Porter un autre regard, c’est tenir compte davantage du poids des conditions de vie sur les familles, ses répercussions sur le rapport au temps, sur le rythme d’une vie précaire, sur certains comportements : repli sur soi, agressivité, violence, parfois même pathologie mentale.
Colette Rouzy : Voir ces mères autrement, c’est surtout voir toutes leurs richesses, leurs capacités, leur désir de faire la place de l’enfant. C’est leur donner la parole et l’entendre pour que leurs désirs et leurs choix puissent être pris en compte.
RQM : A partir de ce changement de regard, pouvez-vous nous donner quelques exemples d’actions à développer ?
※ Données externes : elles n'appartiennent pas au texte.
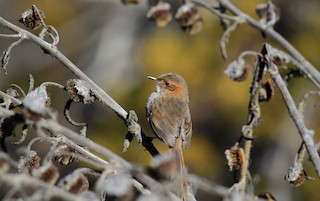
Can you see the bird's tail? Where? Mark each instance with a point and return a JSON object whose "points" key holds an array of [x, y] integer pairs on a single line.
{"points": [[179, 173]]}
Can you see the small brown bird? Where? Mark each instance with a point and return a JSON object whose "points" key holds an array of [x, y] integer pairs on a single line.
{"points": [[169, 116]]}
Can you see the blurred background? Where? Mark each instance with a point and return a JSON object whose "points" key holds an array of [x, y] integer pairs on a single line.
{"points": [[118, 47]]}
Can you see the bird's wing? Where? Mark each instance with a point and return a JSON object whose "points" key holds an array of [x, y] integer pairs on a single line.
{"points": [[186, 129], [169, 122]]}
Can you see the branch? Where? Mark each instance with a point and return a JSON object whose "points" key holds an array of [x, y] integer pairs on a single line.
{"points": [[305, 134], [99, 93], [307, 68]]}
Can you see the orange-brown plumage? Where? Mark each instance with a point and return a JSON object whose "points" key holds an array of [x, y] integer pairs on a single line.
{"points": [[169, 116]]}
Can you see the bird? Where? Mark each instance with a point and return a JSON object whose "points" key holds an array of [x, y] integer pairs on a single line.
{"points": [[167, 111]]}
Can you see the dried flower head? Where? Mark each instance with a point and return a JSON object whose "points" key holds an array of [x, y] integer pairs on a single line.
{"points": [[268, 196], [127, 2], [235, 157], [189, 18], [4, 165], [36, 103], [79, 91], [32, 18], [237, 70], [296, 175], [278, 57], [268, 13], [60, 157], [31, 162], [160, 13], [266, 91], [47, 173], [75, 183]]}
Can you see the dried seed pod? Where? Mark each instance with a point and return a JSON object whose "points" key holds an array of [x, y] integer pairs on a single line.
{"points": [[4, 166], [235, 157], [237, 70], [63, 159], [47, 173], [189, 18], [296, 175], [79, 91], [31, 162], [160, 13], [31, 18], [75, 183], [119, 187], [7, 127], [266, 91], [35, 103]]}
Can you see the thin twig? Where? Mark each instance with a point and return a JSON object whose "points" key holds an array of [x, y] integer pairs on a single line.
{"points": [[308, 68], [305, 134], [100, 93]]}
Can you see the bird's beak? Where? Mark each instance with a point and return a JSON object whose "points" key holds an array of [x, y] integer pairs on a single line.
{"points": [[152, 78]]}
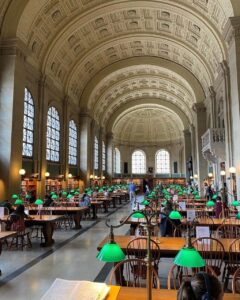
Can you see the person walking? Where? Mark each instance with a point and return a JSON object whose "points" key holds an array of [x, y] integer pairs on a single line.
{"points": [[132, 194]]}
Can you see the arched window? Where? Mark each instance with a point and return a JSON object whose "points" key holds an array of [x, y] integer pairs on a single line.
{"points": [[103, 156], [72, 144], [28, 125], [95, 153], [117, 161], [53, 135], [162, 162], [138, 162]]}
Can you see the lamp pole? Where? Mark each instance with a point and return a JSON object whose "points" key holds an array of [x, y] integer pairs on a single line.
{"points": [[148, 224]]}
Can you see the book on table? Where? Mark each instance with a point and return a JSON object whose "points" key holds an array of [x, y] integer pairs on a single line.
{"points": [[62, 289]]}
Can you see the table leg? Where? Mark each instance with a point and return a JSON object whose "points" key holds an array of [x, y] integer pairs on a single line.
{"points": [[105, 206], [77, 220], [48, 229], [94, 210]]}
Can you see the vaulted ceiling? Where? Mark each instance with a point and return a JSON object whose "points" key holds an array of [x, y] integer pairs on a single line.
{"points": [[112, 56]]}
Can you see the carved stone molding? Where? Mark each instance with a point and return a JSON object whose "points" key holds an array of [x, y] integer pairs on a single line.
{"points": [[232, 30], [13, 47], [199, 107]]}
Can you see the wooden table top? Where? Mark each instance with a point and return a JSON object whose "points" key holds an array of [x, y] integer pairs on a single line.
{"points": [[126, 293], [59, 208], [42, 218], [137, 221], [213, 221], [6, 234], [168, 245]]}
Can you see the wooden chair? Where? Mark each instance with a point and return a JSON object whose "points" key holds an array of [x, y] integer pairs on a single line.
{"points": [[181, 230], [177, 275], [23, 237], [137, 248], [212, 251], [132, 273], [236, 282], [228, 231], [233, 261], [141, 230]]}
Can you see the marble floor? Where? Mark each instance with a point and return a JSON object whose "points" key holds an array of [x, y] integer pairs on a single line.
{"points": [[28, 274]]}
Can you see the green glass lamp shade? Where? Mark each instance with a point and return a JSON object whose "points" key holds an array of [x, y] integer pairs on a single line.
{"points": [[235, 203], [145, 202], [39, 202], [138, 215], [111, 252], [210, 203], [190, 258], [18, 201], [175, 215]]}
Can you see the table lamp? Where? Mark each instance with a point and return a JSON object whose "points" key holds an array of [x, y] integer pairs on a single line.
{"points": [[188, 256]]}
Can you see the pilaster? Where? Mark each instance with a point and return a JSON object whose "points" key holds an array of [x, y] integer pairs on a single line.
{"points": [[232, 38], [187, 151], [86, 153], [200, 110]]}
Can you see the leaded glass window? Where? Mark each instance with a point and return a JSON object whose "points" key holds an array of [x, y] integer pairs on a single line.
{"points": [[53, 135], [162, 162], [28, 125], [72, 146], [95, 153], [103, 156], [138, 162], [117, 161]]}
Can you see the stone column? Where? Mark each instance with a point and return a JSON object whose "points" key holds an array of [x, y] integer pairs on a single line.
{"points": [[100, 172], [64, 169], [86, 153], [12, 84], [193, 150], [40, 135], [187, 151], [110, 155], [232, 37], [212, 97], [200, 110]]}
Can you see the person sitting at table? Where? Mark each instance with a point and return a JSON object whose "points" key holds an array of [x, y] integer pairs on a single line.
{"points": [[106, 193], [48, 201], [95, 194], [85, 201], [201, 286], [17, 218], [166, 225], [8, 205]]}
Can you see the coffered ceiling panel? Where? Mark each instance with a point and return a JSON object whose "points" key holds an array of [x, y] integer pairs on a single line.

Annick Perrot : A côté des lois et des mesures qui doivent permettre à ces familles l’accès aux droits comme tout citoyen, nous proposons :
- Une augmentation du nombre de travailleuses familiales, tout en leur assurant une meilleure formation ;
- Des projets renforçant la responsabilité éducative des parents : par exemple multiplier les lieux de rencontre parents/enfants ;
- Des lieux de parole et d’expression permettant de sortir de l’isolement, de retrouver une place dans son quartier et d’oublier les difficultés quotidiennes ;
- Des lieux d’accueil pour les enfants (halte-garderies, crèches) adaptés aux besoins spécifiques de ces familles, leur permettant de laisser en toute confiance et parfois en urgence leurs enfants lors d’une remise au travail ou lors de grande fatigue ;
- Une multiplication des lieux d’accueil pour l’ensemble de la famille quand celle-ci se trouve confrontée, par exemple, à une expulsion, afin d’éviter des éclatements familiaux. Le problème se pose souvent pour les jeunes couples qui n’ont pas de toit pour héberger leur enfant à la naissance.